Stubborn? Bill English? You can say that again. "Stubborn" is probably too weak a word to describe the Finance Minister's increasingly quixotic-looking quest for surplus in the current financial year.
The finance minister argues a return to surplus is still "achievable" this year despite the latest Treasury forecasts being more pessimistic than was the case with those in the pre-election fiscal update which was issued in August.
• No surplus this year - Treasury
In four short months a projected surplus of $297 million has turned into a $572 million forecast deficit.
But whereas Treasury is saying no to the likelihood of surplus, English is saying never say never. English is like a dog with a bone. He will just will not let go. The puzzle is why?
The answer is that getting back into surplus has become the measure of National's overall economic management.
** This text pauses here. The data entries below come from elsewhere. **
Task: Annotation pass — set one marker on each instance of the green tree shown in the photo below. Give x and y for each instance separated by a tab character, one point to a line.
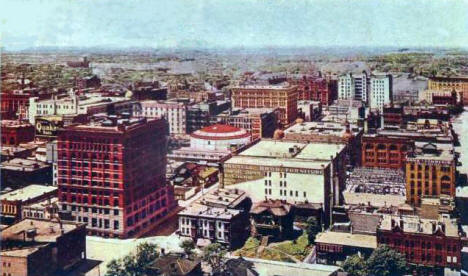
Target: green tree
188	246
355	265
386	261
214	254
312	228
134	263
115	268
Failure to reach surplus has wider connotations..
The 2011 decision to set a target of surplus by the end of 2014-15 has served really its purpose, however, at least in political terms.
English looked to have got close enough to surplus before September's election for most people to be satisfied National was capable of balancing the books even if it took a little longer than the target date.
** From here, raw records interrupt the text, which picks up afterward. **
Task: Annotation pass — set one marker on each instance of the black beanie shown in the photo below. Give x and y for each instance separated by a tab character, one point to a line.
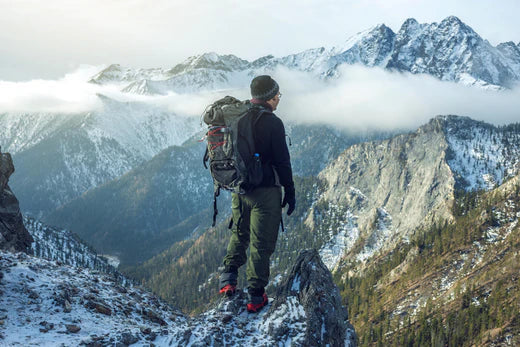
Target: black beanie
264	88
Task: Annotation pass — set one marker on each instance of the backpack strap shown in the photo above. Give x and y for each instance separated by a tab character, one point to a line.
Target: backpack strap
215	209
205	158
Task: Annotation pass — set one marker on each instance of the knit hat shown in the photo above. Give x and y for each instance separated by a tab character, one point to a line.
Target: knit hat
264	88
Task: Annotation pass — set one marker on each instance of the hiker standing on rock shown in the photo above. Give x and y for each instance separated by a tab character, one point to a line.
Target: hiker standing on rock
257	208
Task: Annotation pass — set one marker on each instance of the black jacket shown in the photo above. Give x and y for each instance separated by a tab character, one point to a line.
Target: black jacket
271	145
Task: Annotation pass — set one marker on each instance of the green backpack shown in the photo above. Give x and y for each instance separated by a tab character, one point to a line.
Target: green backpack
233	161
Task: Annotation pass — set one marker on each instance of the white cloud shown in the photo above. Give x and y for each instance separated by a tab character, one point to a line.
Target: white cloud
361	98
47	38
375	98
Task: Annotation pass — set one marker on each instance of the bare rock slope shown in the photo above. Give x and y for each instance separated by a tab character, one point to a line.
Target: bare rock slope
13	235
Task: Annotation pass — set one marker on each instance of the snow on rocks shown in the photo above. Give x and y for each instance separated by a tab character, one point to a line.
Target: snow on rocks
46	304
481	156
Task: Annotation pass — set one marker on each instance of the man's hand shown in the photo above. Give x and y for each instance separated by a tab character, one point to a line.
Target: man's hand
289	199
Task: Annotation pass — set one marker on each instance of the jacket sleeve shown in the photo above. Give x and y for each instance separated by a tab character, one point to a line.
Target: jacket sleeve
281	158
English is unnecessarily putting his credibility on the line in the first year of the election cycle seemingly just to prove a point.
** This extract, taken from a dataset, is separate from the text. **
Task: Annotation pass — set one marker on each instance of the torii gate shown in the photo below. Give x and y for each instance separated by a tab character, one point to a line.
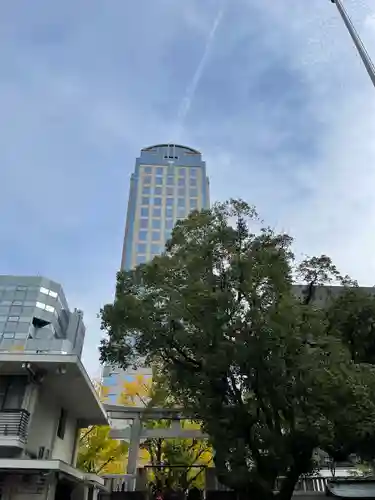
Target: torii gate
136	432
If his "achievable" target is not met, he will have egg on his face. He is gambling, however, on the forecast being wrong and the final accounts being more positive in terms of revenue windfall, as has been the case in past years.
The search for surplus is a bit like mirages in the desert. The Treasury forecasts tend to project big surpluses three or four years out, But when that point is reached, the forecast surpluses have disappeared and been replaced by further mirages in the distance.
As English himself has noted, when the target of surplus was set in 2011, the Treasury was forecasting the Government's books would be in the black to the tune of $1.3 billion by July next year - not in deficit.
In English's mind, the target seems to have become a promise - one that he feels obliged to keep. Which is even more puzzling. We will not know whether he has kept his "promise" until October next year when the final figures for the 2014-15 year are tallied - by which time the matter will be of little more than minor academic interest.